752    /// If neither this function nor \ref supplyMap() is used before
753    /// calling \ref run(), the supply of each node will be set to zero.
754    ///
755    /// Using this function has the same effect as using \ref supplyMap()
756    /// with a map in which \c k is assigned to \c s, \c -k is
757    /// assigned to \c t and all other nodes have zero supply value.
758    ///
759    /// \param s The source node.
760    /// \param t The target node.
761    /// \param k The required amount of flow from node \c s to node \c t
762    /// (i.e. the supply of \c s and the demand of \c t).
763    ///
764    /// \return <tt>(*this)</tt>
765    NetworkSimplex& stSupply(const Node& s, const Node& t, Value k) {
766      for (int i = 0; i != _node_num; ++i) {
767        _supply[i] = 0;
768      }
769      _supply[_node_id[s]] =  k;
770      _supply[_node_id[t]] = -k;
771      return *this;
772    }
773
774    /// \brief Set the type of the supply constraints.
775    ///
776    /// This function sets the type of the supply/demand constraints.
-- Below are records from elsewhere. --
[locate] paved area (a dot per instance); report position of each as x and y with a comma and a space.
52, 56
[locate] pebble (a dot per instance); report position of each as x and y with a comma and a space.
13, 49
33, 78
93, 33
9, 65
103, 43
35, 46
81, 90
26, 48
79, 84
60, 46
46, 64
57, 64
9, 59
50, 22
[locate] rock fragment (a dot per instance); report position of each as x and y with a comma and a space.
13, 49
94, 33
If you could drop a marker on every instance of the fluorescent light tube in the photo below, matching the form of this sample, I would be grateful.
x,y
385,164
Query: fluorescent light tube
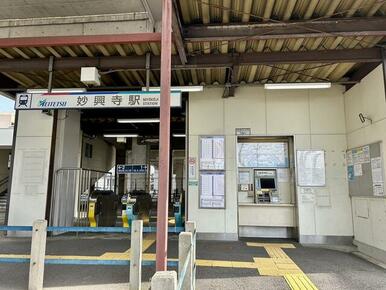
x,y
180,89
133,121
62,91
120,135
297,86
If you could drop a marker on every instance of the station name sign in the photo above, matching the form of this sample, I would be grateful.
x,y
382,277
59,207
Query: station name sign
x,y
131,168
93,100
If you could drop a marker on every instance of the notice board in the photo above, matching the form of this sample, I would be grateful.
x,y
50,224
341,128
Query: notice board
x,y
212,190
365,170
212,153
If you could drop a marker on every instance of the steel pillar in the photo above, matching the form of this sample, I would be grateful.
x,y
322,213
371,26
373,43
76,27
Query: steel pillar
x,y
383,49
164,147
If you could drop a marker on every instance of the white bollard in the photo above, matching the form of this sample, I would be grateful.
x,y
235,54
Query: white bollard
x,y
136,255
38,252
191,228
164,280
185,249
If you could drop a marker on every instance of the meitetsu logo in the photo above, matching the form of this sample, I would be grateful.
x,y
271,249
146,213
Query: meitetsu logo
x,y
52,104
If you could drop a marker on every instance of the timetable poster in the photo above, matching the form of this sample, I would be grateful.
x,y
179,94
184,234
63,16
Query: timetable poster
x,y
212,191
212,153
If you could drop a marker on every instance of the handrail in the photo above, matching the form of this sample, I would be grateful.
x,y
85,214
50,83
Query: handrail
x,y
184,268
4,181
79,168
88,229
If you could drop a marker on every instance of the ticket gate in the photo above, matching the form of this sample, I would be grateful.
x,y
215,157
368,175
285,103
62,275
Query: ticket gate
x,y
177,209
102,208
129,210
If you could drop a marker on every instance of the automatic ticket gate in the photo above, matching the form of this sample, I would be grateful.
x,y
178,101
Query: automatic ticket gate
x,y
129,210
102,208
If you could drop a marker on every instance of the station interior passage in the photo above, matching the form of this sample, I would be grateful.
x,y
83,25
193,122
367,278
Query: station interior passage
x,y
113,178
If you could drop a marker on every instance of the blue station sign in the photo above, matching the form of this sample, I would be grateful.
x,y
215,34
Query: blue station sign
x,y
131,169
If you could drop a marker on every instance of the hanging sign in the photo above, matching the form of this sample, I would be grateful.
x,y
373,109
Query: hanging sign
x,y
93,100
131,169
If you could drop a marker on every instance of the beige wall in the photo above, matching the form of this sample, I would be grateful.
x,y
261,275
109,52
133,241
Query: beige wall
x,y
316,120
7,120
368,97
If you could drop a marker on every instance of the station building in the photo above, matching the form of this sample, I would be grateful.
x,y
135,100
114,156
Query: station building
x,y
277,121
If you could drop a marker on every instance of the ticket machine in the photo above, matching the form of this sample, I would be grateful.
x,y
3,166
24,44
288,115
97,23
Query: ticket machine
x,y
265,185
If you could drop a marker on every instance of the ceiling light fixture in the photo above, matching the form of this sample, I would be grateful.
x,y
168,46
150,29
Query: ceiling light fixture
x,y
297,86
180,89
138,121
179,135
120,135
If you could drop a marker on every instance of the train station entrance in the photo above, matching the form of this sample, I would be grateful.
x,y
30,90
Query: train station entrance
x,y
104,157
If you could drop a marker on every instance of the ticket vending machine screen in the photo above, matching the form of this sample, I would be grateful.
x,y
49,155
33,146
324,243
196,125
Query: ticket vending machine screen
x,y
267,183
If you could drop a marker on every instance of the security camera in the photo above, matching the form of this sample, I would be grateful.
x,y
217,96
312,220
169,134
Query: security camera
x,y
364,118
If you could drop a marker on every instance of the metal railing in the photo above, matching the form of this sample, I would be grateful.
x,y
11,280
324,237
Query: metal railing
x,y
4,184
186,264
72,189
38,256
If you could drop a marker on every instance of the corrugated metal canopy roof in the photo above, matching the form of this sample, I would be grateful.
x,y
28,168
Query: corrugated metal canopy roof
x,y
206,12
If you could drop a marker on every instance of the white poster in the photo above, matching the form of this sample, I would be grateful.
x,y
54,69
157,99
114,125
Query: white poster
x,y
192,167
376,170
212,193
358,171
212,153
283,174
349,158
218,184
311,168
378,189
206,185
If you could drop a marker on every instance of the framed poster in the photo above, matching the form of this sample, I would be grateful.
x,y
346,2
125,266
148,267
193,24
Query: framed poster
x,y
212,190
263,154
311,169
212,153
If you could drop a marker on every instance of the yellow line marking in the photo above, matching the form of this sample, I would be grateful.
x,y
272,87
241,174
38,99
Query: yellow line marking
x,y
280,264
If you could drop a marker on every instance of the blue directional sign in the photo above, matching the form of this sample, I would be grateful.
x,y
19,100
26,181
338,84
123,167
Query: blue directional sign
x,y
131,168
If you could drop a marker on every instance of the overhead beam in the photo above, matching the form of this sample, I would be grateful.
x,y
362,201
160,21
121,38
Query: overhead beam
x,y
360,73
372,26
177,35
230,86
80,40
365,55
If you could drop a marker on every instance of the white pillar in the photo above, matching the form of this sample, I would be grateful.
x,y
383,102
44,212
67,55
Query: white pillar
x,y
191,228
185,249
38,252
30,169
136,255
166,280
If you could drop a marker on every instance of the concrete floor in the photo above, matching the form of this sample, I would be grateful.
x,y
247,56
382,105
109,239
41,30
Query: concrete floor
x,y
327,269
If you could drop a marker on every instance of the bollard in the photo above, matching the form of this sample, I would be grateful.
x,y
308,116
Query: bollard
x,y
38,252
164,280
185,249
136,255
191,228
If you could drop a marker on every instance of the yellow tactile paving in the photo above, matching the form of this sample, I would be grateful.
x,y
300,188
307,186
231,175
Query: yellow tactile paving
x,y
263,245
299,282
280,264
777    /// If it is not used before calling \ref run(), the \ref GEQ supply
778    /// type will be used.
779    ///
780    /// For more information, see \ref SupplyType.
781    ///
782    /// \return <tt>(*this)</tt>
783    NetworkSimplex& supplyType(SupplyType supply_type) {
784      _stype = supply_type;
785      return *this;
786    }
787
788    /// @}
789
790    /// \name Execution Control
791    /// The algorithm can be executed using \ref run().
792
793    /// @{
794
795    /// \brief Run the algorithm.
796    ///
797    /// This function runs the algorithm.
798    /// The paramters can be specified using functions \ref lowerMap(),
799    /// \ref upperMap(), \ref costMap(), \ref supplyMap(), \ref stSupply(),
800    /// \ref supplyType().
801    /// For example,
802    /// \code
803    ///   NetworkSimplex<ListDigraph> ns(graph);
804    ///   ns.lowerMap(lower).upperMap(upper).costMap(cost)
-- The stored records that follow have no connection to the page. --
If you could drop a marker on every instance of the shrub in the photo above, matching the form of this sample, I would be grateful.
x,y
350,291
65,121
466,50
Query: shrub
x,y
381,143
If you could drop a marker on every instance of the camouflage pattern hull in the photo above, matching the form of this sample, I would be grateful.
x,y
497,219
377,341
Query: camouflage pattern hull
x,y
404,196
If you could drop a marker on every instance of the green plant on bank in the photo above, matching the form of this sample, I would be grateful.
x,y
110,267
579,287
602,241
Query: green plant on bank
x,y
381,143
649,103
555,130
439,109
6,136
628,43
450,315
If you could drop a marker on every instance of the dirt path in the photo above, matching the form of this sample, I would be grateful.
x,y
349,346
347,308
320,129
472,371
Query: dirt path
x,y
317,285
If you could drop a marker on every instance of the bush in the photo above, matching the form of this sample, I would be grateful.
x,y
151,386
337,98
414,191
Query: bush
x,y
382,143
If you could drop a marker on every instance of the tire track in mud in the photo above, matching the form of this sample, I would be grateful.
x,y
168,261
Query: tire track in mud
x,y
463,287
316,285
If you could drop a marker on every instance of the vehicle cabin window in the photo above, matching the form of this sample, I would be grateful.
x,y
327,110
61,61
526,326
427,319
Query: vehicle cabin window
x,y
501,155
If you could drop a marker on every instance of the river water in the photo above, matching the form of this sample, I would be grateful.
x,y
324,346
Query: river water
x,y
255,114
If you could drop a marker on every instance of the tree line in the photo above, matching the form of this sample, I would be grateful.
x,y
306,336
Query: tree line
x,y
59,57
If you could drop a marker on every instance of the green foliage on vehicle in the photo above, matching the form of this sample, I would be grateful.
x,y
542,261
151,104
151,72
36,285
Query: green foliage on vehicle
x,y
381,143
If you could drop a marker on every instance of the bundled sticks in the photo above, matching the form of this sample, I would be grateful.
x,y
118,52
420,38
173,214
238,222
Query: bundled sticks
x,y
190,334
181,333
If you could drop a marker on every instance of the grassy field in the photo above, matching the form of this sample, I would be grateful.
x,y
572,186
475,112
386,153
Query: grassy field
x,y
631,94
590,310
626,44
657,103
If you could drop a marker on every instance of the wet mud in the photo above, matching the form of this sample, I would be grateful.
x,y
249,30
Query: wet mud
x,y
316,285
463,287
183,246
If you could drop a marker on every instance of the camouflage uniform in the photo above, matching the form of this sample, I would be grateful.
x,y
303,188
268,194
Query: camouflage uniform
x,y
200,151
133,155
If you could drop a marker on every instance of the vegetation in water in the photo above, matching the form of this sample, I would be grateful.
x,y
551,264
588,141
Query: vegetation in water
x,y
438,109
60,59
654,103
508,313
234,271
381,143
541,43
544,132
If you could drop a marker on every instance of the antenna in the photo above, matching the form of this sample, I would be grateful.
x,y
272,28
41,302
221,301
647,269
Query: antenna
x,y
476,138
805    ///     .supplyMap(sup).run();
806    /// \endcode
807    ///
808    /// This function can be called more than once. All the given parameters
809    /// are kept for the next call, unless \ref resetParams() or \ref reset()
810    /// is used, thus only the modified parameters have to be set again.
811    /// If the underlying digraph was also modified after the construction
812    /// of the class (or the last \ref reset() call), then the \ref reset()
813    /// function must be called.
814    ///
815    /// \param pivot_rule The pivot rule that will be used during the
816    /// algorithm. For more information, see \ref PivotRule.
817    ///
818    /// \return \c INFEASIBLE if no feasible flow exists,
819    /// \n \c OPTIMAL if the problem has optimal solution
820    /// (i.e. it is feasible and bounded), and the algorithm has found
821    /// optimal flow and node potentials (primal and dual solutions),
822    /// \n \c UNBOUNDED if the objective function of the problem is
823    /// unbounded, i.e. there is a directed cycle having negative total
824    /// cost and infinite upper bound.
825    ///
826    /// \see ProblemType, PivotRule
827    /// \see resetParams(), reset()
828    ProblemType run(PivotRule pivot_rule = BLOCK_SEARCH) {
829      if (!init()) return INFEASIBLE;
830      return start(pivot_rule);
831    }
832
833    /// \brief Reset all the parameters that have been given before.
834    ///
835    /// This function resets all the paramaters that have been given
836    /// before using functions \ref lowerMap(), \ref upperMap(),
837    /// \ref costMap(), \ref supplyMap(), \ref stSupply(), \ref supplyType().
838    ///
839    /// It is useful for multiple \ref run() calls. Basically, all the given
840    /// parameters are kept for the next \ref run() call, unless
841    /// \ref resetParams() or \ref reset() is used.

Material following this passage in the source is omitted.